I am creating a dataloader from a Subset as follows:

dataset = torch.utils.data.TensorDataset(torch.rand(100))
train_subset, test_subset = torch.utils.data.random_split(dataset, [80, 20])
train_loader = torch.utils.data.DataLoader(train_subset, batch_size = 10)
test_loader = torch.utils.data.DataLoader(test_subset, batch_size = 10)

How can we get the i-th batch directly, without a for-loop? I am doing the following:

train_loader.dataset.dataset[train_loader.dataset.indices][0][list(train_loader.batch_sampler)[i]]

which looks ugly and I was wondering if there is a better way.

Oli · March 3, 2020, 7:58pm

You can get a sample at index i with train_subset[i]. Since your dataloaders arent shuffled, you can calculate which indices you want and slice the dataset

train_subset[i:i+ batch_size]

kuzand · March 3, 2020, 9:43pm

What if instead of the TensorDataset (which I used to simplify the example) I have ImageDataset and moreover I use a sampler (WeightedRandomSampler) for dataloader?

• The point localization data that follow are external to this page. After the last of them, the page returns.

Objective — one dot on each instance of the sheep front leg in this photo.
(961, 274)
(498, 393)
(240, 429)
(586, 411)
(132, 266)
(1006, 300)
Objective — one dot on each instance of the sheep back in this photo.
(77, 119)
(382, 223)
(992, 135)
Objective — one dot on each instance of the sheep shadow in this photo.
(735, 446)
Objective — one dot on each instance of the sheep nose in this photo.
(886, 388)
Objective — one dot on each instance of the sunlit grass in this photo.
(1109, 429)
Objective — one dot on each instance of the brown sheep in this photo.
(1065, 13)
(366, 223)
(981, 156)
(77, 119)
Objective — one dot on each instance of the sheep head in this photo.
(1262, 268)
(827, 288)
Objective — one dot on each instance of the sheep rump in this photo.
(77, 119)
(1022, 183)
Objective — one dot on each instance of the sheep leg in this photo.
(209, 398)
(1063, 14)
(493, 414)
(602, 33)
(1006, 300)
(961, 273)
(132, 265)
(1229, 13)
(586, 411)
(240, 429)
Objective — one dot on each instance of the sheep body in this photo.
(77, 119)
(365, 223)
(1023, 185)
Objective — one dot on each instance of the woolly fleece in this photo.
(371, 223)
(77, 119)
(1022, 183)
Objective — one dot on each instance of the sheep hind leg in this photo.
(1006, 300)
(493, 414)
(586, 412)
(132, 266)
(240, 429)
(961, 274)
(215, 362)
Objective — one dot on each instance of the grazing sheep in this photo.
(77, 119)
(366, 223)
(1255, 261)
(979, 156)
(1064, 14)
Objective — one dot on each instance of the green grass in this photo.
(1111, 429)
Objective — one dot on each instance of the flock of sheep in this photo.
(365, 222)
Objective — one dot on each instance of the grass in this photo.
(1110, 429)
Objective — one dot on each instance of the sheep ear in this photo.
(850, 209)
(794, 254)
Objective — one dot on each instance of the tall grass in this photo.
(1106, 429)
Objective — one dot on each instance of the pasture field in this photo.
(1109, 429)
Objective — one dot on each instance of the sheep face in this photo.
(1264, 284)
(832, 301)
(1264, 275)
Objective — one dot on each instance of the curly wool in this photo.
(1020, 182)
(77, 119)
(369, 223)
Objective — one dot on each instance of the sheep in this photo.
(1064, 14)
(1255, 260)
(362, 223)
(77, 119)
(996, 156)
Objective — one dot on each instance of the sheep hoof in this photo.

Oli · March 4, 2020, 4:27pm

I don’t know how to solve that in a few lines of code. If you can get a hold of the indicies for the i-th batch you can easily slice it out of a custom dataset (ImageDataset in your case I guess).

I’ve done a sampler before where I manually shuffled the indicies which allowed me to do similar things do what you describe. Perhaps you could wrap the WeightedRandomSampler class and do something similar for yourself?